Interview Orlando Silvestri
Après trois matchs sous ses nouvelles couleurs, Orlando Silvestri nousfait part de ses premières impressions.
Vaenl1: Pour quelles raisons as tu signé à Valenciennes?
O.S: J’avais besoin de retrouver un club avec la mentalité du Nord parce que celle du sud ne me convenait pas du tout, et je pouvais pas mieux tomber en signant à Valenciennes.
Vaenl1: Dans quelles conditions as tu quitté l’AS Cannes ?
O.S: A la tête du club, il y a des personnes qui pour moi sont incompétentes. Quand le nouveau président est arrivé, il a voulu changer complètement l’équipe, sur un effectif de vingt joueurs l’année dernière il en restait deux ou trois, on voit les résultats, ça ne marche pas trop pour eux et à la rigueur «je m’en fous». Maintenant, moi ce qui m’intéresse, c’est Valenciennes.
Vaenl1: Lors de ta très bonne saison à Armentières, est ce que tu as été contacté par VA?

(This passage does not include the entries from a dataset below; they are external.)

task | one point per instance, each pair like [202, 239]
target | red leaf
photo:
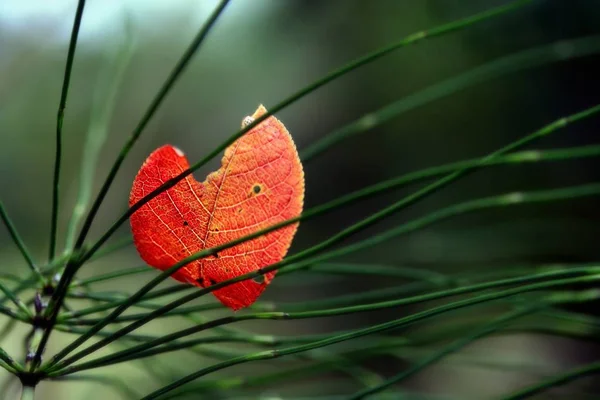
[260, 183]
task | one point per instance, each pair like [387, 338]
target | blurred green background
[262, 51]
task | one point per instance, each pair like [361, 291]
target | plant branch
[409, 40]
[59, 124]
[19, 243]
[577, 373]
[162, 93]
[271, 354]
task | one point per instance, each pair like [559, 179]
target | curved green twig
[19, 243]
[59, 123]
[411, 39]
[586, 370]
[270, 354]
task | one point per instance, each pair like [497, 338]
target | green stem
[586, 370]
[75, 261]
[271, 354]
[311, 314]
[28, 393]
[165, 89]
[19, 243]
[527, 59]
[59, 124]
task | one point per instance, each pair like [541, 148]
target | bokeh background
[262, 51]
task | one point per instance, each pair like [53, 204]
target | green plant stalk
[117, 383]
[16, 301]
[527, 59]
[483, 331]
[409, 40]
[354, 196]
[59, 124]
[19, 243]
[74, 263]
[102, 110]
[367, 296]
[112, 248]
[512, 158]
[413, 287]
[156, 102]
[586, 370]
[479, 204]
[271, 354]
[530, 58]
[8, 363]
[561, 123]
[531, 156]
[28, 393]
[359, 352]
[319, 313]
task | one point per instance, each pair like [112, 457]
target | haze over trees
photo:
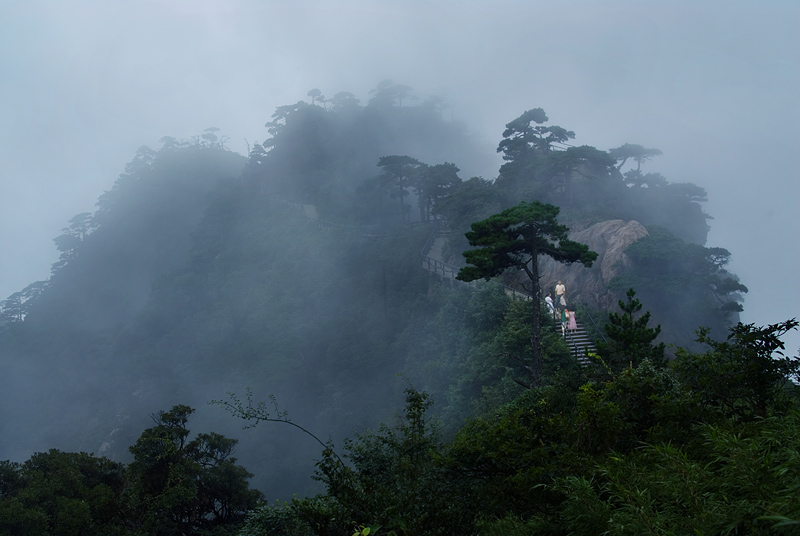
[295, 272]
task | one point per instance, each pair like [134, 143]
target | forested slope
[200, 273]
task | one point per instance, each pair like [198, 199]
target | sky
[715, 85]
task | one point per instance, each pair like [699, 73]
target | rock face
[608, 239]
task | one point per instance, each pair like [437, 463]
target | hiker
[561, 291]
[549, 301]
[573, 324]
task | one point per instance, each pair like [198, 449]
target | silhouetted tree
[515, 238]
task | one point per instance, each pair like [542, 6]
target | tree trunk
[536, 336]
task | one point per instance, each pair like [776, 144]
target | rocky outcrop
[608, 239]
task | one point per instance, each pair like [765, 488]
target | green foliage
[61, 493]
[515, 238]
[395, 479]
[185, 487]
[631, 339]
[745, 375]
[686, 284]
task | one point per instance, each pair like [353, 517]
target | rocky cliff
[608, 239]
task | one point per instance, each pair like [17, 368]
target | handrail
[429, 243]
[586, 311]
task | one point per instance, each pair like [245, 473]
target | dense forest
[285, 288]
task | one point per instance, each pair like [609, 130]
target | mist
[712, 85]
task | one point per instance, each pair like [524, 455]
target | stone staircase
[578, 341]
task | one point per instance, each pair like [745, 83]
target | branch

O.S: Oui a cette période là j’ai rencontré Monsieur Moreau à Lille, Cannes m’avait aussi sollicité. J’ai opté pour cette solution là , voilà c’est la vie.
Vaenl1: Est ce que tu penses rééditer tes performances d’Armentières?
O.S: Oui j’étais meilleur buteur (24 buts) mais ce qu’il faut savoir c’est qu’à l’époque on jouait avec deux attaquants, une pointe devant et moi qui tournait autour. A Valenciennes le registre est différent.
Vaenl1: Est ce que tu as été bien intégré ici?
O.S: Ah parfait, j’ai été vraiment bien accueilli, niveau mentalité c’est un bon groupe. Je me suis fondu dans le moule, on est comme des copains. En plus les résultats ont tendance à suivre.
Vaenl1: Tu penses quoi des supporters?
O.S: On peut les considérer comme le douzième homme. Bien que les résultats n’étaient pas très favorables, les inconditionnels, ceux qui ne baissaient pas les bras, étaient toujours là . Même si certaines personnes avaient délaissé Valenciennes, je pense qu’avec les résultats que nous avons obtenus, ça va ramener un peu plus de monde au stade.
Vaenl1: Après un bon résultat potentiel à Louhans, est ce que tu penses toujours à la montée?
O.S: Quand on est compétiteur, quand on est footballeur, on pense toujours à la montée tant que mathématiquement il n’y a rien de fait. On se battra jusqu’à la dernière minute. L’année dernière avec Cannes on a joué la montée le dernier match contre Valence, malheureusement on a perdu chez nous, mais c’était le dernier match, tant qu’il n’y a rien de fait il faut mouiller le maillot pour Valenciennes.
Pour les puristes la présence de Wilfried Gohel à l’entrainement, leur rappelerade bons souvenirs.